Darín acumula os protagonistas - mas não em Neve Negra. Do ponto de vista estrutural, Hodara admite que Neve Negra encerra uma ousadia, e um desafio. “Os protagonistas vão se sucedendo. Marco chega com a mulher e introduz o drama. Somos apresentados a Salvador e o passado intervém.” Na verdade, e não vai nisso nenhum spoiler, se há um ‘rol protagónico’ é a da mulher, Laia Costa. “Seu olhar é o do espectador. No começo, ela não sabe nada, mas vai acumulando informação e, no desfecho surpreendente, quando se revela a verdade sobre uma morte ocorrida no passado, a chave é a personagem de Laia.” Conflitos familiares, segredos. Nada nem ninguém é o que parece. Carrascos podem ser vítimas, e vice-versa. “Se existe um problema para o espectador, é descobrir quem é o menos mau nessa história”, sintetiza Hodara.

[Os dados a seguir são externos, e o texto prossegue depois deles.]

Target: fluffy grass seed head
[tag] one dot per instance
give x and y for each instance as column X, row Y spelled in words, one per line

Se ninguém presta, o filme expressa o desencanto do diretor pela humanidade? “Você quer saber se sou pessimista? Acho que sou mais realista. É só ver o estado do mundo. O que ocorre na Argentina, no Brasil, na ‘América’, com (o presidente Donald) Trump. Estamos vivendo uma era de individualismo exacerbado, sem projetos coletivos. O filme expressa isso por meio de um conflito familiar que atravessa o tempo. Toda família tem seus segredos. Sinto que não é uma história argentina, é universal. Em toda parte, as pessoas podem se identificar com essas situações, esses personagens.” Justamente ‘situações’ - se você pesquisar na internet encontrará muitas críticas a certas facilidades do roteiro, na hora de apresentar (e resolver) o impasse familiar.

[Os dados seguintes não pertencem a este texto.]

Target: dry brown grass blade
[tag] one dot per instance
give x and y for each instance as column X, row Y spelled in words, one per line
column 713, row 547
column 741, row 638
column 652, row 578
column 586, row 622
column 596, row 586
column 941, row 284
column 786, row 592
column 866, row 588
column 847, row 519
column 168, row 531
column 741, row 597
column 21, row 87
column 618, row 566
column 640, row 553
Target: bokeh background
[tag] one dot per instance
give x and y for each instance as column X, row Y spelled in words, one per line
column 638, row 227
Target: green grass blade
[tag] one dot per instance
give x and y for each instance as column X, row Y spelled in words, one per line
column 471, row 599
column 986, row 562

O diretor, que também é roteirista (com Leonel D’Agostino), defende-se. “Tivemos críticas ótimas, outras boas e também críticas ruins. Nem todo mundo gostou de Neve Negra. Mas não é que eu subestime, ou não leve em consideração o que dizem os críticos. O problema é que, se eu sou humano e erro, os críticos também. Adoro o cinema de gênero. O filme recente de que mais gostei foi Corra!, de Jordan Peele. Trabalho com o suspense em Neve Negra. O gênero tem seus códigos. E o que fazemos, Leonel (D’Agostino) e eu, foi recorrer a códigos de gênero. Como todo cinema de gênero, a questão é - Neve Negra funciona? Creio que sim. É uma combinação de elenco, ambientação. O inverno, a música, tudo é meio lúgubre. Para mim, o verdadeiro tema de Neve Negra é o passado opressor, por isso todos esses flash-backs que projetam luz sobre a história. Falta a chave. O twist final, e isso é bem de gênero.”

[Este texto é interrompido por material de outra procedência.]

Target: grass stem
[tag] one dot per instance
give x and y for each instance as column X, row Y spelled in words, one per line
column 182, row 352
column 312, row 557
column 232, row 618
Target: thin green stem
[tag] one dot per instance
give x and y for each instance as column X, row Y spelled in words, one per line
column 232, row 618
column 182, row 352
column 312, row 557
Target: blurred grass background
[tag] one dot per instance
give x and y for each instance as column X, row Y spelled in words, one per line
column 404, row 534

Para encerrar, Federico Luppi. “Federico é um grande ator. Com sua experiência, poderia me dar lições, mas estava mais interessado na minha visão. E ele enfrentou o inverno sem queixas, considerando-se sua idade (81 anos).” E Dolores Fonzi, que faz a irmã? “Já a conhecia, e ela é muito amiga de Ricardo (Darín). Dolores é uma grande atriz. Só tenho de lhe agradecer por sua generosidade. Ela tem só uma cena, mas é fundamental. Outra talvez não tivesse essa disponibilidade.”